Because writing costs more than reading. Every output token means another full forward pass through the model, so the GPU time per token going out just runs higher than for tokens coming in. That's why every major vendor prices output at three to five times the input rate. And it's why a chatty feature with long replies will always cost more than a search feature firing back two-word answers.

What is prompt caching and how do I model it?

Caching means you pay roughly 10% of the normal input price on tokens the vendor has seen recently. It's basically free money whenever you reuse a big system prompt or the same RAG context across a lot of calls. To model it, work out what share of your input actually stays the same (usually 60-90% for a real RAG system) and drop that number into the Cached input % field.

Should I always pick the cheapest model?

No. Chasing the cheapest model is exactly how you ship something that quietly falls apart on the hard cases. A classifier or a router? Haiku 4 or Gemini 3 Flash will do fine. A coding agent, a structured extraction job, a chatbot facing your actual customers? That usually wants Sonnet 4.6, GPT-5.5 or Opus 4.8. The honest move, and I will die on this hill, is to run evals on your own samples and take the cheapest model that clears your accuracy bar. Not the cheapest model, period.

How accurate are the published 2026 prices baked into this calculator?

They're each vendor's publicly posted list price as of the day this went live.
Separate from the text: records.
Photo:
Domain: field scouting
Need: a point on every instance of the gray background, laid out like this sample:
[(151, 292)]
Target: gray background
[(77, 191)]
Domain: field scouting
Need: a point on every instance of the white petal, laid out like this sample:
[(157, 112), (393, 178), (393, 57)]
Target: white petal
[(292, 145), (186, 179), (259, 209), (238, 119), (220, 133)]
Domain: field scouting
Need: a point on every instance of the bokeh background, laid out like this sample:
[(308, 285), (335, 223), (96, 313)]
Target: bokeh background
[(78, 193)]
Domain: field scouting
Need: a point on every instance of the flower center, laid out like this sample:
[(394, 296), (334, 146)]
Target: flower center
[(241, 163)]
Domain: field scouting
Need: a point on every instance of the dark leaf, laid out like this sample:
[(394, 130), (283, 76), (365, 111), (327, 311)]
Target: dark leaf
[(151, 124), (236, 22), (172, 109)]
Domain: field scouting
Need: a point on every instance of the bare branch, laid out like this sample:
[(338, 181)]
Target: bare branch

Accurate, sure, but accurate for the list. If you're an enterprise account you've almost certainly negotiated your own rates. Batch APIs knock 50% off. Caching takes 90% off the share it covers. What you see here is the unadjusted sticker price, so layer your own contract or batch discount on top.

Why does the same workload sometimes look cheaper on Gemini and sometimes on Claude?

It comes down to your input-to-output ratio. In 2026 Gemini 3 undercuts Claude on input, while Claude holds its own on output. So a workload that's all input with a tiny answer (big RAG context, two-line reply) tends to land on Gemini. Flip it to heavy output, say long generation or an agent loop, and Claude or GPT-5.5 can pull ahead. Don't guess at it. The ranked tab tells you who wins for your exact numbers.

Is the calculation data sent anywhere?

No. Every multiplication runs right here in your browser. The volumes you type, your cache ratio, whichever preset you clicked, all of it stays on your machine. Use it for sensitive financial planning all you like. Those numbers never go over the wire.